- Allegiance: Kingdom of Scotland
- Branch: Scottish Army
- Rank: Major
- Conflicts: Jacobite rising of 1689 Battle of Dunkeld; Nine Years' War Siege of Namur;
- Relations: George Monro (son)

= George Munro, 1st of Auchinbowie =

George Munro of Auchinbowie, originally of Bearcrofts was a Scottish born military officer of the late 17th century. He was the first Munro of Auchinbowie.

==Lineage==

George Munro was the eldest son of Alexander Munro of Bearcrofts who himself was a descendant of the Munro of Milntown family. The Munro of Milntown family descend from a younger son of Hugh Munro, 9th Baron of Foulis (d.1425). In the published genealogies of the family Alexander Mackenzie's designation of "of Bearcrofts" and "of Auchinbowie" is different to that given by John Alexander Inglis. The line that Mackenzie designates of Auchinbowie did not come into possession of the Auchinbowie property until Alexander Monro, who was the son of John Monro, who himself was a younger son of Alexander Munro of Bearcrofts, bought the property from the grandson of the George Munro who is the subject of this article.

==Military career==

During the Jacobite rising of 1689, George Munro fought for the Scottish Covenanters as a Captain in the Cameronian Regiment at the Battle of Dunkeld where the Jacobites were defeated. The Battle of Dunkeld is said to have lasted four to five hours and the Cameronian regiment of 1200 men was outnumbered by a force of 5000 Jacobites. In the first hour of the battle the Colonel of the Cameronian Regiment, William Cleland, was killed and the Major was wounded so the command fell to Captain George Munro. It is said that they had to use lead stripped off the roofs of houses and melted in the ground for ammunition. The Jacobites were eventually defeated.

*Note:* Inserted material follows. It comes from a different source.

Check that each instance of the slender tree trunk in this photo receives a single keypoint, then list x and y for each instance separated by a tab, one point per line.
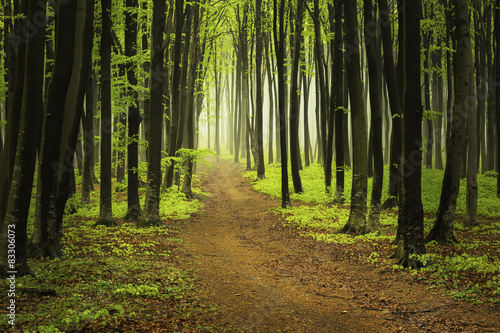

After the Battle of Dunkeld, Captain George Munro was promoted to Major and was put in command of an independent company of foot in Perthshire. Later as a Major in Sir Charles Graham's Regiment of Foot he fought at the Siege of Namur in 1695.

==Family==

George Munro married Margaret Bruce of Auchinbowie in 1693. Margaret was the second daughter of Robert Bruce of Auchinbowie. She had no brothers, and on her father's death the property fell to her elder sister Janet Bruce. However Janet's husband, Captain William Bruce, killed another gentleman in a drunken brawl and he fled from justice, leaving Janet to cope with the debts of the property, which proved too much for her. In 1702 Janet Bruce sold the property to her brother-in-law, Major George Munro, who thus became the Laird of Auchinbowie. They had the following children:

1. Alexander Munro, 2nd of Auchinbowie who according to Inglis married Anne, daughter of Sir Robert Stewart, Lord Tillicultry, but who according Mackenzie, designating this line as of Bearcrofts, died before his own father. However, Mackenzie, page 311, does state We are not at all clear about these marriages, and think there must have been another head of the house which is here missed out. According to Inglis, Alexander of Auchinbowie's son was George Munro (3rd) of Auchinbowie, who sold the property to his cousin Alexander Monro (primus), son of John Monro, son of Alexander Munro of Bearcrofts. It is Alexander Monro (primus) and his father John who Mackenzie designates as the second and first Monros of Auchinbowie.
2. Margaret Munro, who was born in 1707.
3. George Monro, who is believed to have been born in Ireland in about 1700 at Clonfin in county Longford. When John Alexander Inglis wrote his history of the Monro of Auchinbowie family in 1911, he had not at that time identified the younger George Monro as a member of the family. The younger George Monro became famous for his resolute but ultimately unsuccessful defence of Fort William Henry in 1757 during the Seven Years' War/French and Indian War and the subsequent massacre of his garrison at the hands of France's American Indian allies which is portrayed in the novel and various films by the title of The Last of the Mohicans.